Collective security versus individual freedom

Posted on

THE GOVERNMENT OF Saint Vincent and the Grenadines is set to make an amendment to our public health laws which, in the words of the Prime Minister, would empower the government “to make rules under the Law on public health to require certain categories of employees in the public sector to be vaccinated in order to work in certain specified “front line” jobs. The choice to work or not to work in a particular job which requires vaccination in the interest of public health will be that of the employee.

Unsurprisingly, the assortment of individuals and groups vaguely understanding the Saint-Vincent anti-vaccine movement oppose this proposed amendment. More surprisingly, however, is that Dr. Lorraine Friday, the leader of the parliamentary opposition, is also strongly opposed to this proposed amendment. Dr Friday’s position is that while he supports vaccination, he opposes compulsory vaccination.

Indeed, he himself is fully vaccinated.

In a purely scientific sense, the benefits that vaccination confers on a vaccinated person are independent of the means by which a person is vaccinated. Vaccination by persuasion is preferable. But compulsion vaccination produces the same result. And in the case of covid 19 vaccines, it is scientific certainty that a fully vaccinated person is 25 times less likely to die from Covid 19 than an unvaccinated person.

But the truly magnificent feature of vaccination is not in the benefits it confers on the particular individual. Rather, the magic lies in the benefits that vaccination bequeaths to an entire population. It protects the individual; and he protects those around him. Indeed, in figures recently released by the Centers for Disease Control, 99.999% of fully vaccinated Americans have not had a fatal case of Covid 19. In other words, it’s 1 in 100,000. Or, if vaccinated, the complete protection of the Vincentian population.

However, the problem we are currently facing in SVG is this: far too few Vincentians are vaccinated. We do not have a population totally protected from Covid 19. On the contrary, we have a population which remains terribly threatened by an explosion of Covid 19 infections which could quickly overwhelm our health system and bring our country to its knees. We have seen it elsewhere. We don’t want to see it here.

The particular problem that the amendment to the law on public health seeks to solve is how to protect the Vincentian collective at large without violating the rights of the individual. And it seeks to do so by ensuring that the government has the right to view specific occupations as requiring vaccinations, while maintaining that an individual has the right to refuse employment in a job that requires vaccination.

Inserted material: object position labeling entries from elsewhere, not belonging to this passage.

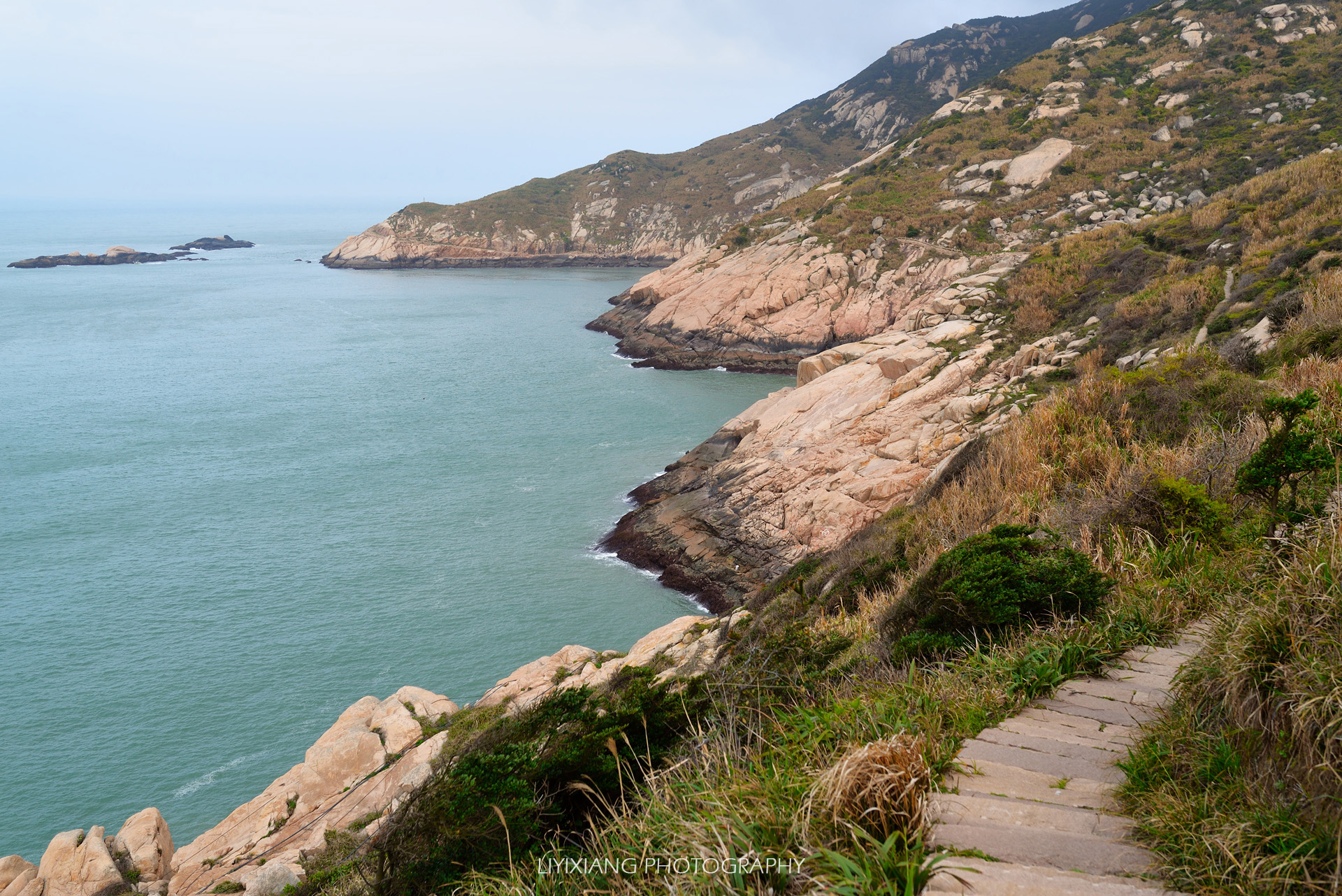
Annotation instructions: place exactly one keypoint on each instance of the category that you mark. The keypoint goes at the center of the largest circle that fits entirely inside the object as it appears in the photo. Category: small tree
(1286, 456)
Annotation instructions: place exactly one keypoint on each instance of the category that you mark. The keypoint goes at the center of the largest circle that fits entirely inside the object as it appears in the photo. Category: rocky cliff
(647, 210)
(897, 293)
(351, 779)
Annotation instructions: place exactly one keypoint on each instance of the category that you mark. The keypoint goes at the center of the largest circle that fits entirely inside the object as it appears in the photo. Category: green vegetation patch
(1006, 577)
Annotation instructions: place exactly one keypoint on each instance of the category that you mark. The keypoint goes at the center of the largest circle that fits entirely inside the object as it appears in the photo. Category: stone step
(1121, 691)
(996, 779)
(1082, 725)
(1062, 849)
(1164, 670)
(976, 809)
(1137, 678)
(1066, 734)
(1164, 655)
(1008, 879)
(1044, 763)
(1106, 711)
(1053, 746)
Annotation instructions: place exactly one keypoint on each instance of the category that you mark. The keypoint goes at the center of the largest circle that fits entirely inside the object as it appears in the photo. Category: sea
(236, 496)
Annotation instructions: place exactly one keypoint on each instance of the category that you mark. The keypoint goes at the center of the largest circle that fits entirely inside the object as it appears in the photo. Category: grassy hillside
(642, 204)
(1200, 482)
(1234, 106)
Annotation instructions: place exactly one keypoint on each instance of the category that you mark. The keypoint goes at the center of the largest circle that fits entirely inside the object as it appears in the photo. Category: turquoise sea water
(236, 496)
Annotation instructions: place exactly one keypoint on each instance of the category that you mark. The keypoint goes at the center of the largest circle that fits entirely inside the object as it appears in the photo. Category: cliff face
(353, 779)
(644, 210)
(894, 290)
(771, 305)
(869, 426)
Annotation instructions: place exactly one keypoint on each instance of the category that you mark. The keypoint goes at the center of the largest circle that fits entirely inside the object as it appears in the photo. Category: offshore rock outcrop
(116, 255)
(352, 779)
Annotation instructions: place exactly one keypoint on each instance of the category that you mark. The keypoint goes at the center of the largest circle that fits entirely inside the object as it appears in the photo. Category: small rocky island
(116, 255)
(211, 243)
(127, 255)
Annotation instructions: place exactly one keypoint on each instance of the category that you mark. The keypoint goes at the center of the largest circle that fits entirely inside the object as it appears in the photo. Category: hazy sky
(404, 99)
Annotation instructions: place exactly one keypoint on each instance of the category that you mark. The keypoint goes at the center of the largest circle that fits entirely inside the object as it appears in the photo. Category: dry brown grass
(879, 786)
(1034, 317)
(1322, 303)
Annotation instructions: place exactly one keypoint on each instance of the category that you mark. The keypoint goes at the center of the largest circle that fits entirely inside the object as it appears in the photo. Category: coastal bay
(240, 497)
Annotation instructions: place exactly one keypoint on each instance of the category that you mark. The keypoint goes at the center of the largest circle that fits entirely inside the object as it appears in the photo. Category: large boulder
(347, 753)
(270, 879)
(80, 865)
(147, 840)
(426, 703)
(13, 868)
(1031, 169)
(396, 726)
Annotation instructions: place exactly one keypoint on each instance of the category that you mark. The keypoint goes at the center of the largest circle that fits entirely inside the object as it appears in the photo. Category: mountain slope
(1132, 120)
(640, 208)
(930, 297)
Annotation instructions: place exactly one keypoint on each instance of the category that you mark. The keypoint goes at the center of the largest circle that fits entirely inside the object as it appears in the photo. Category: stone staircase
(1037, 793)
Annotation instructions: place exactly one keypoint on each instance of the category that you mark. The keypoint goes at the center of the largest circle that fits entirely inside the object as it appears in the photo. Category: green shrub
(520, 782)
(988, 584)
(1285, 459)
(1174, 510)
(1169, 400)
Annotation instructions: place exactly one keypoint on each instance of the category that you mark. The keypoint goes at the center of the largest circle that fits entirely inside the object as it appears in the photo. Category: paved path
(1038, 789)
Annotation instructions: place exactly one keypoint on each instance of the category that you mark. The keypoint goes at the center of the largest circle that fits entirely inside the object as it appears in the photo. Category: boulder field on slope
(360, 769)
(771, 305)
(93, 862)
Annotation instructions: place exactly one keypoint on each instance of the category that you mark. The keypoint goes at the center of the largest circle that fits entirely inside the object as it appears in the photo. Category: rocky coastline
(525, 262)
(116, 255)
(214, 243)
(351, 779)
(127, 255)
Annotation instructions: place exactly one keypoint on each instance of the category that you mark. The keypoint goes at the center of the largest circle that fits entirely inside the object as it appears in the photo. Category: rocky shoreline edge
(354, 776)
(332, 261)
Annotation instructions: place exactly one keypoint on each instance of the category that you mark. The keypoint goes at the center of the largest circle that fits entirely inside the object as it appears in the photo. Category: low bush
(988, 584)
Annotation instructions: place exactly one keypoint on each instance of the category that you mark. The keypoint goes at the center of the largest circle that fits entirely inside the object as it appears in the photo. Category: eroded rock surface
(148, 844)
(688, 646)
(366, 763)
(78, 864)
(767, 308)
(869, 426)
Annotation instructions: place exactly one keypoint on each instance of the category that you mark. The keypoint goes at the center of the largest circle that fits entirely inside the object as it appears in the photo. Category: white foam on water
(208, 779)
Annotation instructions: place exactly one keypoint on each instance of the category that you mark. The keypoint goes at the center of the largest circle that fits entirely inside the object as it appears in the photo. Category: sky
(404, 99)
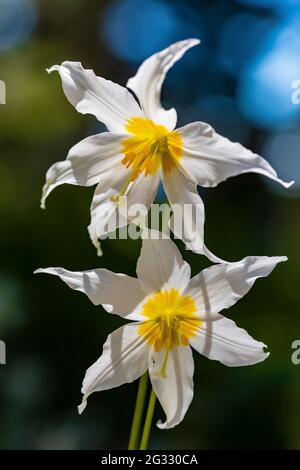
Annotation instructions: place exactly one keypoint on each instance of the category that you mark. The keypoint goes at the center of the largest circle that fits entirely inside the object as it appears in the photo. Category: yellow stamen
(171, 321)
(150, 147)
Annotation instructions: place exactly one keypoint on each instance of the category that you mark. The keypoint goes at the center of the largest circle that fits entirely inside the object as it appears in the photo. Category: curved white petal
(119, 294)
(160, 265)
(86, 162)
(208, 158)
(108, 214)
(223, 341)
(123, 360)
(221, 286)
(147, 82)
(110, 103)
(175, 389)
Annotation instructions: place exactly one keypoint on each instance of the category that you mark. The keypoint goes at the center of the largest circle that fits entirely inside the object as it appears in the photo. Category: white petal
(160, 265)
(223, 341)
(86, 162)
(110, 103)
(107, 215)
(124, 359)
(174, 391)
(118, 293)
(187, 221)
(221, 286)
(208, 158)
(147, 82)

Some Vincentians reject this distinction. They argue that requiring vaccination in any job is itself a coercive act. It is unclear, however, how they would ensure that an unvaccinated worker did not infect colleagues or the public with this deadly disease.

This is by no means a hypothetical question. Teachers interact with their students in confined classrooms. Nurses and physicians have very close physical interactions with their patients. Police may be called upon to arrest individuals, sometimes in contusion challenges.

Each of these encounters brings with it the possibility of being infected or infecting someone else. In fact, the Covid 19 Delta variant is extraordinarily transmissible, infecting individuals within five minutes of exposure to the virus. Literally, in this time of a deadly pandemic, deciding whether or not these frontline workers should be vaccinated is a life or death decision.

Some countries like China have, in fact, deployed state power in ways Vincentians cannot conceive of – literally quarantining tens of millions of people to isolate and suppress Covid 19.

In the United States, France and Italy, we are also aware that these countries impose mandates across a range of civic life as they grapple with the same dilemma: protecting the collective at large while preserving the individual rights. In truth, all the countries of the world are faced with this question.

It’s clear. The right of the individual not to be vaccinated is no more important than the right of the community to be protected from individuals transmitting a deadly pathogen. An employer’s obligation to protect its workforce and customers from a deadly virus cannot be secondary to an individual’s right to refuse a vaccine. The individual always retains the right not to be vaccinated. But the individual cannot claim the right to a job from which he can infect others.

It is the balance of interests that the proposed amendment seeks to address. The right to life takes precedence over all other rights. Without it, there is no freedom to enjoy. This amendment is a necessary bridge.